How innovation 'keeps Lloyd's of London competitive'

It has been a focus for Lloyd's since it started, says CFO

How innovation 'keeps Lloyd's of London competitive'

Insurance News

By Bethan Moorcraft

Innovation has been at the beating heart of Lloyd’s of London for more than 325 years. Like many great innovators, this market started with humble beginnings – from a London coffee house in 1668. Three centuries later, Lloyd’s has become the world’s leading market for specialist insurance.

The Lloyd’s innovation journey is quite remarkable. After starting as a marine specialist, the market quickly expanded.
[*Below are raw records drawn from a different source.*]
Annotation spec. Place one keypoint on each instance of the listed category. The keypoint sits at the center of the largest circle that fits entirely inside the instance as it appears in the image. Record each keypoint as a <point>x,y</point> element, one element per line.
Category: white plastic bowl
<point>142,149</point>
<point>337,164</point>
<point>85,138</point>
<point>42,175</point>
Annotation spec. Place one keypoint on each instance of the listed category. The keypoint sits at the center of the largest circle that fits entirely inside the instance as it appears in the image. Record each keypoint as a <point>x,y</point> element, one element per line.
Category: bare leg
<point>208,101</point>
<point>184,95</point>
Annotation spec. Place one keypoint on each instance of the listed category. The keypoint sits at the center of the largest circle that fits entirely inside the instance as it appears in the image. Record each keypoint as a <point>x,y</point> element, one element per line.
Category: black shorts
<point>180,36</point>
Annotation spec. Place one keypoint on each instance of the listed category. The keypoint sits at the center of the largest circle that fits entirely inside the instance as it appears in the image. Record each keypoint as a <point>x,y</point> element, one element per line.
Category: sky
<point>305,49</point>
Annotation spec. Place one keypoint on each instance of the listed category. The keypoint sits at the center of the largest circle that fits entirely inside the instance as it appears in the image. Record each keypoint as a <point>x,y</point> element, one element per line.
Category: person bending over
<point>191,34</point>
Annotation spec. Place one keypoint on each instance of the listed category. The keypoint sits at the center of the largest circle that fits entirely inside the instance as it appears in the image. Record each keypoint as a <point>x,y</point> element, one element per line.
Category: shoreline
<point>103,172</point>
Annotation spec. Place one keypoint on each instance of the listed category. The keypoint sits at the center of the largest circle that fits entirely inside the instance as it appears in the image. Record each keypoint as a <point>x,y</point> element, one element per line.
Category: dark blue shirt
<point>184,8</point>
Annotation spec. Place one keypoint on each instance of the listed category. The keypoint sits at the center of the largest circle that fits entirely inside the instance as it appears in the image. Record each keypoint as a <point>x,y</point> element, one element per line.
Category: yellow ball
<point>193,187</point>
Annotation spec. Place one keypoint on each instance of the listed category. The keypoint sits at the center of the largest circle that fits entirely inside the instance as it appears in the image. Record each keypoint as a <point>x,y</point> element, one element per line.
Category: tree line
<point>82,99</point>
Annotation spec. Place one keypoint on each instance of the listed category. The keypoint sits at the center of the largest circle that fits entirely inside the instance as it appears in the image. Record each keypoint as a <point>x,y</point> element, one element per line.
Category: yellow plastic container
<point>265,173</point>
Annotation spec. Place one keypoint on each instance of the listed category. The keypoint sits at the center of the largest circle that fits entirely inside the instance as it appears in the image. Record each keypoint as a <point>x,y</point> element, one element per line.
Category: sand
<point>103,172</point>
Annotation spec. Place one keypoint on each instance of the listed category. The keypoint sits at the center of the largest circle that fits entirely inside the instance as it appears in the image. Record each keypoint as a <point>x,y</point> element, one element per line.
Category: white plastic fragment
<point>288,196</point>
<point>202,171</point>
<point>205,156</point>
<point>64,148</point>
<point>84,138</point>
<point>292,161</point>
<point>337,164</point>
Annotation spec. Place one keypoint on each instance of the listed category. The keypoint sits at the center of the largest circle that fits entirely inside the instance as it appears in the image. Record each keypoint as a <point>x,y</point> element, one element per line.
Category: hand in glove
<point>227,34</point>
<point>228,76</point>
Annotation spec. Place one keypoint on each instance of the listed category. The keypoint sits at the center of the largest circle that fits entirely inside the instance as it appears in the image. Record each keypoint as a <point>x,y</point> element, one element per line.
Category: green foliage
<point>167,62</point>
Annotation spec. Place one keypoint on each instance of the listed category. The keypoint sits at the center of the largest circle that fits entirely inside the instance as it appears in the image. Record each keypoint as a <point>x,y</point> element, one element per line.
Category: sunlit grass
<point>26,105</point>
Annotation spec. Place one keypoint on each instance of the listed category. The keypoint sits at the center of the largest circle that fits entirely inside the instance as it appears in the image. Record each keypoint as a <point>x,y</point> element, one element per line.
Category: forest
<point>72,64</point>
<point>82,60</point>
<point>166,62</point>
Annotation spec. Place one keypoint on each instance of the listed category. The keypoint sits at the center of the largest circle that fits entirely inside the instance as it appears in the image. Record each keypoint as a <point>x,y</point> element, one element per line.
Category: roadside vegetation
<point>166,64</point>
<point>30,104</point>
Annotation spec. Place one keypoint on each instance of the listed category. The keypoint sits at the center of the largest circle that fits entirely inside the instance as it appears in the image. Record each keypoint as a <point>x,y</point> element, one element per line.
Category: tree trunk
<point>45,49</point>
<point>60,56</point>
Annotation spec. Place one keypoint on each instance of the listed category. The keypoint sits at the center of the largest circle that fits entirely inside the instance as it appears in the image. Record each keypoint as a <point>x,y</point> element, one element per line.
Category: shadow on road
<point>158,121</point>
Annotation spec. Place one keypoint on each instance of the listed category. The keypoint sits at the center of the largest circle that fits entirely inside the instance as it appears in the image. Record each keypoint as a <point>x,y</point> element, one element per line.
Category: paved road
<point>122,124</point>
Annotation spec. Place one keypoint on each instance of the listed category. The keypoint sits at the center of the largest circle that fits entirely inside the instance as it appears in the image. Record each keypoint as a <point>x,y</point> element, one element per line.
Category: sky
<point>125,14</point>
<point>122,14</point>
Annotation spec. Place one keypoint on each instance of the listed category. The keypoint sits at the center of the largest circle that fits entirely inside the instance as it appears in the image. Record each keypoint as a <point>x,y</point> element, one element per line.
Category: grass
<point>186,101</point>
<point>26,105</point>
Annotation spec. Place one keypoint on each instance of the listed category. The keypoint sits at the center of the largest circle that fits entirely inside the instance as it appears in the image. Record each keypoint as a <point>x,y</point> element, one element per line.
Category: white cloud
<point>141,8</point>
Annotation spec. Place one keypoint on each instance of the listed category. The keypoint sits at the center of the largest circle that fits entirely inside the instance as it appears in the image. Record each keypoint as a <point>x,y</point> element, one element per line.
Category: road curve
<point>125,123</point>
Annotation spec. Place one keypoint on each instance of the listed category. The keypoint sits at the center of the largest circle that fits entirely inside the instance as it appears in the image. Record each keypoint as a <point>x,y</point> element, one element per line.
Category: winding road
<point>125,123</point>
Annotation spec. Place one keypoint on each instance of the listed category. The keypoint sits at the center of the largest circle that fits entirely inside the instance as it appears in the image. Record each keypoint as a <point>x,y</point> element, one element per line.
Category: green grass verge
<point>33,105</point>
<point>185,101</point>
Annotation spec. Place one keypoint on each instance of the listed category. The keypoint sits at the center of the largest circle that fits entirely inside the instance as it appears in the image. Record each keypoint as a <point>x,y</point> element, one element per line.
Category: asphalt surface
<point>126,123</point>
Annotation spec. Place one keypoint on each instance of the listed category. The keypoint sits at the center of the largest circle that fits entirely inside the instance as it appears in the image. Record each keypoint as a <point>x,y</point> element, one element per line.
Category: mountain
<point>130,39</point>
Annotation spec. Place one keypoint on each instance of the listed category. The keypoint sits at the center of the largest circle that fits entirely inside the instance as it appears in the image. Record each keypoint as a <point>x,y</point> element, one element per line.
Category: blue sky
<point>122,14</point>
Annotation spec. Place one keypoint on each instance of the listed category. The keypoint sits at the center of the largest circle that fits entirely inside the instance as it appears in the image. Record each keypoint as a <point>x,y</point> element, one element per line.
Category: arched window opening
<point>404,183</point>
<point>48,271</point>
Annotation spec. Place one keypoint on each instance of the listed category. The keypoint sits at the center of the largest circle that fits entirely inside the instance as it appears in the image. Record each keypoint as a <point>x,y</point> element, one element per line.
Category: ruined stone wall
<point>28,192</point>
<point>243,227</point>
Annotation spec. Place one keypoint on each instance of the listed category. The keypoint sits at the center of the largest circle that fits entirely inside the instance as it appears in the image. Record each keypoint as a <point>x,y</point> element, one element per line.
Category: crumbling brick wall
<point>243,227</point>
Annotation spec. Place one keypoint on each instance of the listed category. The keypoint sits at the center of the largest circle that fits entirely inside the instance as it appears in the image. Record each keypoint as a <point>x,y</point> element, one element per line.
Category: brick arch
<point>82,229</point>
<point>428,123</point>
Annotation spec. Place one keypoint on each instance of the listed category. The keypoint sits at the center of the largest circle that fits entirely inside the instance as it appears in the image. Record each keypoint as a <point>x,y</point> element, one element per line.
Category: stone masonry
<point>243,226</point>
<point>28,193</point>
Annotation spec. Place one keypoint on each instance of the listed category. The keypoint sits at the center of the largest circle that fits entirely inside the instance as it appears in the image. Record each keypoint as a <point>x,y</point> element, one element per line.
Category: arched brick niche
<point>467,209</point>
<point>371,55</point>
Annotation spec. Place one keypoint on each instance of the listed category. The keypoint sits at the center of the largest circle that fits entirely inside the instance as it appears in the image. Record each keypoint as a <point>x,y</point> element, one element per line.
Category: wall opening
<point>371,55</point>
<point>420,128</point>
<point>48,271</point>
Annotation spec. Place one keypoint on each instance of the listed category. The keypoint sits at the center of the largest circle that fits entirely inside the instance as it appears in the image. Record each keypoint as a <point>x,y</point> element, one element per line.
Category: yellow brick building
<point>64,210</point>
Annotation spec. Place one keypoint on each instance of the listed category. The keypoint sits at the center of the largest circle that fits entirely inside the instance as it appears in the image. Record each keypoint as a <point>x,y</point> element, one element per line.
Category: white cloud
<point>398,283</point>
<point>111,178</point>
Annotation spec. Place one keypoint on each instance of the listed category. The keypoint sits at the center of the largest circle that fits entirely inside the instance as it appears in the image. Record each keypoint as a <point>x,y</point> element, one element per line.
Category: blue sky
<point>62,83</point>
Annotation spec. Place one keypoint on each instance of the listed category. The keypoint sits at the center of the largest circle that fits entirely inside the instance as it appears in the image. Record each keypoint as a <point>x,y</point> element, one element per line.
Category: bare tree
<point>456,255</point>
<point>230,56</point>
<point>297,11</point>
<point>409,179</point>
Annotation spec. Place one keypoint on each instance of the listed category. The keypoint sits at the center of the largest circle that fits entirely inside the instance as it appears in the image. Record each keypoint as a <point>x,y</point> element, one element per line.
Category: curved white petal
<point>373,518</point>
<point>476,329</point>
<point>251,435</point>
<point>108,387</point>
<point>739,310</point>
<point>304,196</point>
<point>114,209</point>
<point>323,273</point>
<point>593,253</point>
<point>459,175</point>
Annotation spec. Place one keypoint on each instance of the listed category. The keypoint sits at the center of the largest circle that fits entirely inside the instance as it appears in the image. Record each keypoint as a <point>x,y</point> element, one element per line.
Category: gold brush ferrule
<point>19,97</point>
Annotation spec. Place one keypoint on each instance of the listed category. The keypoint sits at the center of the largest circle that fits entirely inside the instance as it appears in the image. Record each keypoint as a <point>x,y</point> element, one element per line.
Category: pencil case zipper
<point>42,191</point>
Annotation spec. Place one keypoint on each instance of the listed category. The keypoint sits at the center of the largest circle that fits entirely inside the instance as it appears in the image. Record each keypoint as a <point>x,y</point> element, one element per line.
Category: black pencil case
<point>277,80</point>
In 1904, Lloyd’s underwriters issued the first ever motor policy, referring to cars affectionally as “ships on land,” noted current chief financial officer John Parry at a Fitch Ratings Insurance Roadshow in London. By 1911, the first ever aviation insurance policy was written by Lloyd’s, and just 50 years later, it placed its first space satellite insurance policy.

And that’s just travel innovation! Lloyd’s has insured many fascinating things over the years, including Silent film comedian Ben Turpin’s crossed-eyes, Ugly Betty star America Ferrera’s smile, various priceless art and jewellery items – and even Richard Branson’s Virgin Galactic private spaceship.

“Innovation has been at the heart of Lloyd’s since it started – and we’re always keen to keep that going,” said Parry. “We’re always scanning the horizon to see what risks are out there and how significant they are. Some risks translate into capital and some don’t – it all comes down to the risk appetite.

“[It’s important to distinguish] whether a risk is part of our sustainability, reputation or market brand, or whether it’s a capital move. If it has a capital focus, it’s important to quantify it and put something in the hands of our underwriters to help them with offering new products at the right price, to continue that throughput of business and keep Lloyd’s competitive.”

The market is well versed in new technologies and artificial intelligence to enable its underwriters to place innovative policies and cover increasingly specialised risks. Cyber is one such growing product line at Lloyd’s, in line with ever-increasing demands for market capacity worldwide.

Lloyd’s recently released a report on Cloud failure scenarios, which stated US businesses could stand to lose between US$5.3 billion and US$19 billion if one of the country’s major cloud computing providers goes down for just three to six days. This type of thought leadership helps to “crystallise cyber risk,” and educate underwriters, which is all part of the Lloyd’s innovation journey.

“Sometimes, [innovation] is thought leadership,” Parry commented. “We want to translate [thought leadership] into product, and into something the market can use to compete as a business going forward.”